シイタケの原木にはえるカワラタケはシイタケの敵? それとも味方?

正解はこの記事の一番下にあります。
シイタケの原木栽培はひたすら忍耐!

シイタケに
育つのか~。
燻製、グリーンウッドワーク、薪ストーブ……。雑木を活かした日本のソト遊びにはいろいろあるが、初冬から早春に絶好のタイミングを迎える遊びがシイタケの原木栽培だ。
「木に何かをトントンと打ち込んで置くやつですね。ビーパルに来たからには一度は挑戦してみたいと思っていましたよ! 腕が鳴るなぁ」
ウキウキ顔の編集・ハラボーだが、シイタケ栽培の原理はまだわかっていないようだ。
「木にトントン打ち込む何か」というのは、種駒と呼ばれるキノコの素のこと。キノコはカビと同じ菌類。塊状の組織を形成する菌のグループがあり、その子実体の部分をキノコと呼ぶ。
キノコの主体は、どちらかといえば子実体より、その下に網の目状に張り巡らされた菌糸にある。種駒は木の切片にこの菌糸を移植したもの。日本酒作りでいえば種麹のような存在だ。
シイタケと競合する雑菌の活動が鈍る気温の低い時季に種駒を打ち込んでおき、シイタケファーストな環境を保ち続けることで菌糸が原木全体にいち早く広がるようにする。これが原木栽培の基本的なしくみだ。
「なるほど~。で、その子実体とやらのキノコってどれくらい待てば出てくるんですか? え、2年後? まさか……」
そう。シイタケの原木栽培はひたすら忍耐なのである。早い場合はひと夏越した秋や春にも出るが、本格的な収穫ができるのはふた夏後の秋。時間はかかるが、うまく菌糸が回っていれば以後2、3年は続けて楽しめる。
「売っているシイタケにも原木栽培とそうでないものがありますよね。原木シイタケって高いなと思っていましたけど、出荷までそんなに年数がかかっているんですね。納得です~」
とはいえ、2年は長い。じっと待っているとハラボーに異動の辞令が来てしまうかもしれないので、料理番組風にショートカットしつつお届けします。

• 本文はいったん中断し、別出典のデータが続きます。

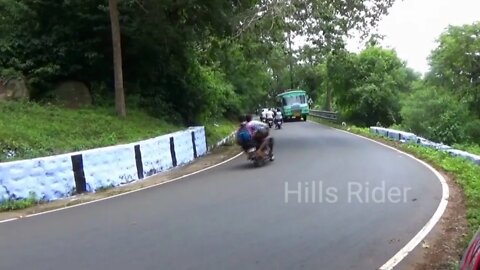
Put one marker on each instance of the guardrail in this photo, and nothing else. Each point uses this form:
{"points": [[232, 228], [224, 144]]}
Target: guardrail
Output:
{"points": [[332, 116]]}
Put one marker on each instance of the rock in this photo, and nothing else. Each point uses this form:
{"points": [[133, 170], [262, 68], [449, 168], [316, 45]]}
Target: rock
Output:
{"points": [[13, 89], [72, 94]]}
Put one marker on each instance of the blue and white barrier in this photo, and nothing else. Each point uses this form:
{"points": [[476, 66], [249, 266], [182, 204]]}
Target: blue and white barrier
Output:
{"points": [[60, 176], [410, 137]]}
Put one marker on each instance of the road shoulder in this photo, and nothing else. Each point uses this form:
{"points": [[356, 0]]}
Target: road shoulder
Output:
{"points": [[217, 156]]}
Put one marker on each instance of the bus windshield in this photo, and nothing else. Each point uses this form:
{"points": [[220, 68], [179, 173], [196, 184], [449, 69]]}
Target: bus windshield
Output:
{"points": [[289, 100]]}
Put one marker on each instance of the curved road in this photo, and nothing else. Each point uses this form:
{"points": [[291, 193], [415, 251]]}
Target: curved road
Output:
{"points": [[238, 217]]}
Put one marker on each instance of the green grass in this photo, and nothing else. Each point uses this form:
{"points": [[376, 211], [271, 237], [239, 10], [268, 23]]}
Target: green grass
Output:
{"points": [[471, 148], [465, 172], [11, 205], [217, 131], [31, 130]]}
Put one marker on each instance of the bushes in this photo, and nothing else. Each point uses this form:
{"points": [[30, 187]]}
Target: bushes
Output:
{"points": [[436, 114]]}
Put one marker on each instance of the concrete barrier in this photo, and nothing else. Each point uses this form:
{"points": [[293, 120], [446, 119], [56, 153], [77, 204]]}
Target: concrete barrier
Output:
{"points": [[60, 176]]}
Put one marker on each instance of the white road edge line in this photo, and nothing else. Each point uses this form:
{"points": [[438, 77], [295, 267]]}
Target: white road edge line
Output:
{"points": [[125, 193], [412, 244]]}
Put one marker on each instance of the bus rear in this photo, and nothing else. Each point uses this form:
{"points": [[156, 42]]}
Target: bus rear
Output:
{"points": [[294, 104]]}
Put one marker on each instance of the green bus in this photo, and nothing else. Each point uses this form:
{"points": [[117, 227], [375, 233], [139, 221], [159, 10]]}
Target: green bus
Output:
{"points": [[294, 104]]}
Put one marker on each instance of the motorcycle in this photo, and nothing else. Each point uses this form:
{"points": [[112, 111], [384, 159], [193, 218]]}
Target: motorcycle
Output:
{"points": [[278, 123], [270, 122], [258, 158]]}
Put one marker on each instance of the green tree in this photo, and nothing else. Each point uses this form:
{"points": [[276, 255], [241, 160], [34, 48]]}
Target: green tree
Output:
{"points": [[366, 86], [435, 113], [455, 63]]}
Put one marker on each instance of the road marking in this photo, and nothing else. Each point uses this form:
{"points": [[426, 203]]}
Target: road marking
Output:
{"points": [[413, 243], [125, 193]]}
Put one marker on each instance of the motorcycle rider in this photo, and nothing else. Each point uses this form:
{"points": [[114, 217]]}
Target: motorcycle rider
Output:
{"points": [[278, 116], [263, 115], [269, 115], [260, 138]]}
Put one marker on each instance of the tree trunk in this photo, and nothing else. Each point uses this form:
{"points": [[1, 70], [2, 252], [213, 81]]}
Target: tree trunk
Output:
{"points": [[117, 59]]}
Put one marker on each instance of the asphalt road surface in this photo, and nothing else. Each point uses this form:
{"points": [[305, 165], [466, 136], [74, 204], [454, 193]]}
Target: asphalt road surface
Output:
{"points": [[330, 200]]}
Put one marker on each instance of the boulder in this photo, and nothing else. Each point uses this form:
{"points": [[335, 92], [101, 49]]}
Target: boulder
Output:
{"points": [[72, 94], [13, 89]]}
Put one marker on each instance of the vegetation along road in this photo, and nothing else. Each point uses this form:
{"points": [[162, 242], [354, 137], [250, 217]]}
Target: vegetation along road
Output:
{"points": [[331, 200]]}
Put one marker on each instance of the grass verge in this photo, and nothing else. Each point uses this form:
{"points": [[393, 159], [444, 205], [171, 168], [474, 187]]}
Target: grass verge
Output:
{"points": [[29, 130]]}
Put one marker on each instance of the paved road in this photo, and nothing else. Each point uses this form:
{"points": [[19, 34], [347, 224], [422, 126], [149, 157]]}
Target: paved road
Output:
{"points": [[238, 217]]}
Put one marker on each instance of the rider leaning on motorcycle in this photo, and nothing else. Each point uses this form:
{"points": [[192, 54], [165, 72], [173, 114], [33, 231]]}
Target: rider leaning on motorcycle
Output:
{"points": [[259, 132]]}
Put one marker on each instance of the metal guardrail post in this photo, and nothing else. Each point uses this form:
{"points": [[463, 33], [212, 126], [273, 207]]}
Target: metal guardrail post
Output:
{"points": [[324, 114]]}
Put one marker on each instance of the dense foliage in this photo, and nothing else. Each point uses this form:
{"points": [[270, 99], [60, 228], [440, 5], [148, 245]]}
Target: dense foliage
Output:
{"points": [[190, 60], [196, 61]]}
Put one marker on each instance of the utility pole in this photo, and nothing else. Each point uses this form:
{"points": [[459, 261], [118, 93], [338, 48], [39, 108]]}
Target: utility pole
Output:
{"points": [[290, 59]]}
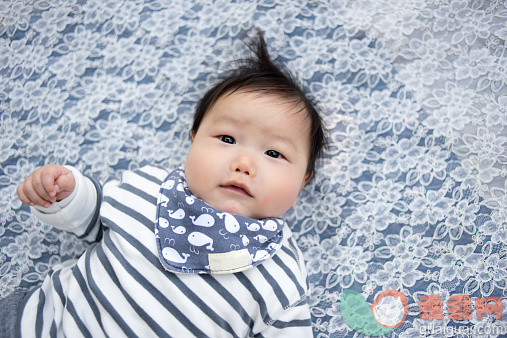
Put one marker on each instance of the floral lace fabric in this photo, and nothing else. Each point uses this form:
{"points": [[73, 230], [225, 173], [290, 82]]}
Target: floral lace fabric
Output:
{"points": [[411, 195]]}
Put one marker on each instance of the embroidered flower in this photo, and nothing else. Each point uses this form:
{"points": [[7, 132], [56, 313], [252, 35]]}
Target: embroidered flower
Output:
{"points": [[461, 262], [397, 274]]}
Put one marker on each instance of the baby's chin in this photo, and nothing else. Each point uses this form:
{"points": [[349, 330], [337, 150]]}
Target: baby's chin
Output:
{"points": [[233, 207]]}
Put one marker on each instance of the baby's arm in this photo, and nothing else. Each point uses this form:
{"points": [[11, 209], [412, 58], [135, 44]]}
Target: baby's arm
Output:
{"points": [[46, 185], [63, 197]]}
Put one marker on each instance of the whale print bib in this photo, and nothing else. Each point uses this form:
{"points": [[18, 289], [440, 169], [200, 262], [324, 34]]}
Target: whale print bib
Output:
{"points": [[194, 237]]}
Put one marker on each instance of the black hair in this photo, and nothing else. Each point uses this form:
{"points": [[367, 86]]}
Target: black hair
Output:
{"points": [[258, 73]]}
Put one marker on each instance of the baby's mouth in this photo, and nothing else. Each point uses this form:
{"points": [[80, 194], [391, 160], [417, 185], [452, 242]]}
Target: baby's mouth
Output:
{"points": [[238, 188]]}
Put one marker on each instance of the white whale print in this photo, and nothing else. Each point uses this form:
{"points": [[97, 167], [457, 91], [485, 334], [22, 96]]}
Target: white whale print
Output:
{"points": [[163, 222], [260, 254], [200, 239], [231, 224], [254, 227], [245, 240], [178, 214], [163, 200], [180, 230], [261, 239], [172, 255], [269, 225], [203, 220]]}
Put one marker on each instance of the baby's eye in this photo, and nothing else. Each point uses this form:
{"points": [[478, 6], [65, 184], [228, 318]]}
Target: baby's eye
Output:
{"points": [[227, 139], [274, 153]]}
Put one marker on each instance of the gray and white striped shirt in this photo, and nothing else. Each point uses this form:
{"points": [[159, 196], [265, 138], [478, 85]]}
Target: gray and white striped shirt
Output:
{"points": [[118, 287]]}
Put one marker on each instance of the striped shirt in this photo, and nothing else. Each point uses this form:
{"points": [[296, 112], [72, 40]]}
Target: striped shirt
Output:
{"points": [[118, 287]]}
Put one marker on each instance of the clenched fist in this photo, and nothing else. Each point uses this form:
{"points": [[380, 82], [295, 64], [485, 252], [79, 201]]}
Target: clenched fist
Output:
{"points": [[46, 185]]}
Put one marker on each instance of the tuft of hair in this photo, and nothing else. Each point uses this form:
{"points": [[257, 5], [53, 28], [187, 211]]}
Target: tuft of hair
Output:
{"points": [[258, 73]]}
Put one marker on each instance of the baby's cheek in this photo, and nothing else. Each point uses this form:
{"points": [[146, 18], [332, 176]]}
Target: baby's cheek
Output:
{"points": [[279, 201]]}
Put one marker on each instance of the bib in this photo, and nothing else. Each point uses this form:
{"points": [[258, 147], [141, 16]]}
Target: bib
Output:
{"points": [[194, 237]]}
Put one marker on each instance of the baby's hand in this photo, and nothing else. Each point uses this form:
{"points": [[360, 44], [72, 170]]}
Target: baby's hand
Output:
{"points": [[46, 185]]}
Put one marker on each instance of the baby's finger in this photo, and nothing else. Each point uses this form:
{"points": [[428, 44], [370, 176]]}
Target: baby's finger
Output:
{"points": [[40, 188], [31, 190], [22, 196], [48, 182]]}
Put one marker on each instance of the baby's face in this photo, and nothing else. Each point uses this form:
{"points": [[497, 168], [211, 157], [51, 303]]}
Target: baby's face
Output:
{"points": [[249, 155]]}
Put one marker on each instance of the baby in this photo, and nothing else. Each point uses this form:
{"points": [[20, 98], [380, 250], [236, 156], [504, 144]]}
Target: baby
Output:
{"points": [[198, 251]]}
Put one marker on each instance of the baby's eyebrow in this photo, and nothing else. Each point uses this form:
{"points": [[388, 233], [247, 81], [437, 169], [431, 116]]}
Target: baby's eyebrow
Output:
{"points": [[266, 131]]}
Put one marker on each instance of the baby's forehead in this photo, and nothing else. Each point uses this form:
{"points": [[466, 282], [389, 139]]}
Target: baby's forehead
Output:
{"points": [[237, 108]]}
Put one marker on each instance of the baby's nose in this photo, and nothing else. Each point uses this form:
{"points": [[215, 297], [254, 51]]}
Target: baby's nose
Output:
{"points": [[245, 165]]}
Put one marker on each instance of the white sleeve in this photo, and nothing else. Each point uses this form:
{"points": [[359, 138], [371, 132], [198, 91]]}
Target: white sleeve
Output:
{"points": [[74, 213]]}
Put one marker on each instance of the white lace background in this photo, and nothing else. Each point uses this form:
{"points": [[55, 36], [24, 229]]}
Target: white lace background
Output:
{"points": [[412, 194]]}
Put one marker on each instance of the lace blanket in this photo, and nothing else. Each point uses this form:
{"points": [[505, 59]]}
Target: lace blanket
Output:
{"points": [[410, 200]]}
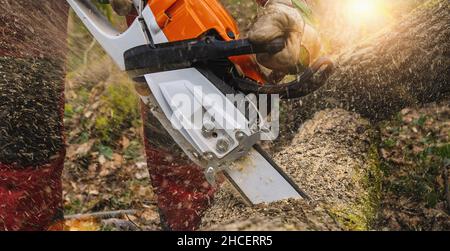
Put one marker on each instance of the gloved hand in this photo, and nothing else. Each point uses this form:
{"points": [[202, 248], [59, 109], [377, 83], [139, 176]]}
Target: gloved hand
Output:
{"points": [[121, 7], [281, 19]]}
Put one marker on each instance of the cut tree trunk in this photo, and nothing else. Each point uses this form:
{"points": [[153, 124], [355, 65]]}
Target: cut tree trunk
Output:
{"points": [[403, 66], [334, 159], [32, 58], [334, 155]]}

栽培シイタケは品種改良が進んでおり、地域の気候特性に合わせたもの、発生時期や色形に特徴のあるものなど、さまざまな品種がある。
シイタケ栽培に向く原木
特によく出る ◎
- コナラ
- クヌギ
よく出る ⚪︎
- カシ・シイ・カシワ
- シデ・ミズナラ
出る △
- アベマキ・クリ・サクラ
- タブノキ・ハンノキ
ステップ1 穴あけ
原木は晩秋から早春に伐採したものが理想。

木が乾きすぎないうちに種駒の直径に合わせた丸ノミ(ハンマー状の専用道具)を打ち込んで穴をあける。電動ドリルに装着する専用錐もある。

丸ノミ先端の突起は円筒状で木屑が押し出される構造になっている。

垂直に打ち込むと、種駒がしっかり入る深い穴になる。穴の間隔は縦方向が20㎝程度。横方向は5㎝程度。チドリ状にあける。正確でなくてもよい。
シイタケはなぜシイタケなのか?

シイタケにはいくつか語源説があるが、漢字では椎茸と書く。シイの枯れ木に生えていたことから名付けられたとされる。シイが多い奄美地方では明治期には干しシイタケが特産品だった。本州でもシイの枯れ木に大発生することがある。
ステップ2 植菌

種駒は市販されている。固まっている場合はほぐす。

原木の穴に差し込む。このとき種駒を土に落とすと雑菌が入る可能性があるので注意。

打ち込みます
丸ノミのヘッド側で種駒をしっかり打ち込む。

菌糸は木の道管が走る方向に早く伸びるので、縦の穴の間隔はまばらに。横方向の間隔は密にするとバランスよく菌糸が回る。
ステップ3 仮伏せ

植菌が済んだら日陰を選んで横に重ねる。雑菌が付着しないよう、ブロックなどでやや浮かす。上からジョウロで散水しシートで被う。

育ちますように
時折シートを広げて原木が乾いていないかを確認する。乾いていたら散水する。高温に注意し、梅雨前までこの状態を維持する。
ステップ4 本伏せ

道は遠い…
梅雨に入ったら原木を移動。直射日光が当たらず比較的湿度のある場所を選び、原木を重ねるように立てかける。水分は必要だが、過湿は雑菌を呼ぶ原因になる。「6乾4湿」を目安に管理。
ウソのようなホントの話 叩くと発生がよくなる!

出ないと承知せん!
シイタケの発生時期が近づいたら、原木を棒で叩いてみよう。雷が鳴るとシイタケが豊作になることが昔から知られている。動かす、叩くなどの振動が子実体形成の刺激になることは、多くの実験で確かめられている。
ステップ5 収穫

出てくれてありがとう
ここからは2年前に植菌を済ませておいたモデル原木でお届け。秋らしい気温が続いて雨が降ると、一気に生え始める。成長が速いので、収穫のタイミングを逃さないように。

採れたてのシイタケは、まずは炭火焼きで。傘の裏を上に向け、しんなりとしたら醤油と日本酒をひと回し。
Complete!

原木栽培のシイタケは、うまみがひときわ濃厚。香りにも野性味がある。「こんなぜいたくな遊び、なかなかないです!」
2年も待てない人には手軽な菌床栽培キット!

キクラゲ版も!
栽培場所や原木、2年待つ根気もないぞという人におすすめなのが、室内で楽しめる菌床栽培キット。おがくずなどの基材に菌を混ぜたもので、数週間のうちにキノコが出る。
里山クイズの答え
答えは敵。シイタケの原木にはいろんな菌類の胞子がやってくる。栽培で一番の秘訣は、シイタケ菌が好む環境を維持し、雑菌類に先がけ原木の隅々まで菌糸を行き渡らせることだ。
雑菌がシイタケ原木に及ぼす悪影響は種類によってさまざまだが、写真のようなカワラタケの仲間はシイタケの生育を大きく妨げることで知られている。